Pitfalls That Showed Up in Real Operation
Three months of running this harness surfaced traps I stepped into and a few I narrowly avoided:
Overfitting by reusing the golden set: iterate against the same 30 questions and you build a RAG specialized for those 30. I split mine into 20 tuning questions and a 10-question holdout I only run monthly. An improvement that looked like +0.10 on the tuning set once measured +0.04 on holdout
Watching only the average: the negative/constraint type can fail completely while strong factual scores pull the mean upward. In my first month I had exactly that — average improving, four of five negative questions failing. Always print per-type aggregates
Overfeeding the judge: hand the judge the entire knowledge base and it scores answers as "correct" even when they drew on material retrieval never returned. The judge sees only the chunks retrieved for that question
Embedding version drift: when the index side and the query side run different embedding versions, nothing errors — recall just quietly collapses. I write the model name and version into the index metadata and fail the evaluation hard on mismatch
Penalizing correct refusals: the judge initially docked points when out-of-scope questions were answered with "I can't answer that from the available information" — which is the right behavior. One explicit rubric line fixed it: refusals on unanswerable questions score full marks
Forgetting to pin evaluation reproducibility: with the judge at temperature 0 but the generator still sampling freely, scores wobbled run to run. Evaluation batches now pin the generator to temperature 0 as well. I also once spent a day evaluating stale embedding-cache results that ignored my changes — caches are now keyed by a hash of the configuration
Each fix is one or two lines, but left unnoticed, any of them quietly destroys your trust in the numbers. The evaluation rig itself belongs on the inspection list.

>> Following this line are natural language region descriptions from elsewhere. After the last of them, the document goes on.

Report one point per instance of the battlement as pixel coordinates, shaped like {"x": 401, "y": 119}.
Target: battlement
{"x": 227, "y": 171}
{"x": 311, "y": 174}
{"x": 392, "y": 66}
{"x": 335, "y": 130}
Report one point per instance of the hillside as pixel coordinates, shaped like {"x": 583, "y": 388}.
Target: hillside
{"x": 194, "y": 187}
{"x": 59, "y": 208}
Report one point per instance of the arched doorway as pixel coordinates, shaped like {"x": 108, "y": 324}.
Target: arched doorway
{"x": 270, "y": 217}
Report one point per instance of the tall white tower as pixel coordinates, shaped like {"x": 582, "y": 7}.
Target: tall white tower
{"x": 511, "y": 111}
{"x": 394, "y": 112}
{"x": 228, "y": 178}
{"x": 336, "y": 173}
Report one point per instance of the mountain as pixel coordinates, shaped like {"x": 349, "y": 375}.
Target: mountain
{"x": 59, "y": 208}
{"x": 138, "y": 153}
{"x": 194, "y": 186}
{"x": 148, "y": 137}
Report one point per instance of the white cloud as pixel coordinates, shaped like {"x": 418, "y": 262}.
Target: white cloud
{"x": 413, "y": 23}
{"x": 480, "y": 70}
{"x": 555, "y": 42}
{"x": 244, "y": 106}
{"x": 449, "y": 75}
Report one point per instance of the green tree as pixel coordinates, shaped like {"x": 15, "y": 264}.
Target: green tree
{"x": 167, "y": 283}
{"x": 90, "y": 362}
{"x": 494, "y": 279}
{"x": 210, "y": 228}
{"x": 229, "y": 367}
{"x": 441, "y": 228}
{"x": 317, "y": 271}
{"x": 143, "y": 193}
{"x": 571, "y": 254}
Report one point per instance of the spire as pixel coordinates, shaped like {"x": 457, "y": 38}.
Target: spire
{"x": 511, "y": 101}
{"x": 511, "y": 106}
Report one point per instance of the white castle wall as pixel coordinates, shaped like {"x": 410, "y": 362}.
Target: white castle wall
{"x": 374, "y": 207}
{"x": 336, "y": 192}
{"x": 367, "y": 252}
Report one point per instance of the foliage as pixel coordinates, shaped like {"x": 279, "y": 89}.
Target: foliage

The Next Step — Write Down 30 Questions
Every implementation above fits in a few dozen lines, but the order matters more than the code. Before writing any of it, spend today pulling 30 questions out of your support log or operations notes. The act of writing them down doubles as an audit of where your knowledge base is thin. The harness can wait until tomorrow.
An evaluation rig sounds like overkill for a solo project — I thought so too. But even a 30-question set changed the quality of my decisions out of proportion to its size. Building apps independently since 2014 — across a portfolio that has passed 50 million downloads — the habit that has saved me most often is writing tests, and RAG evaluation turned out to be the same investment in a new shape: small, quiet, and reliable. If you are growing a local RAG of your own, I hope this saves you a few of the detours it saved me.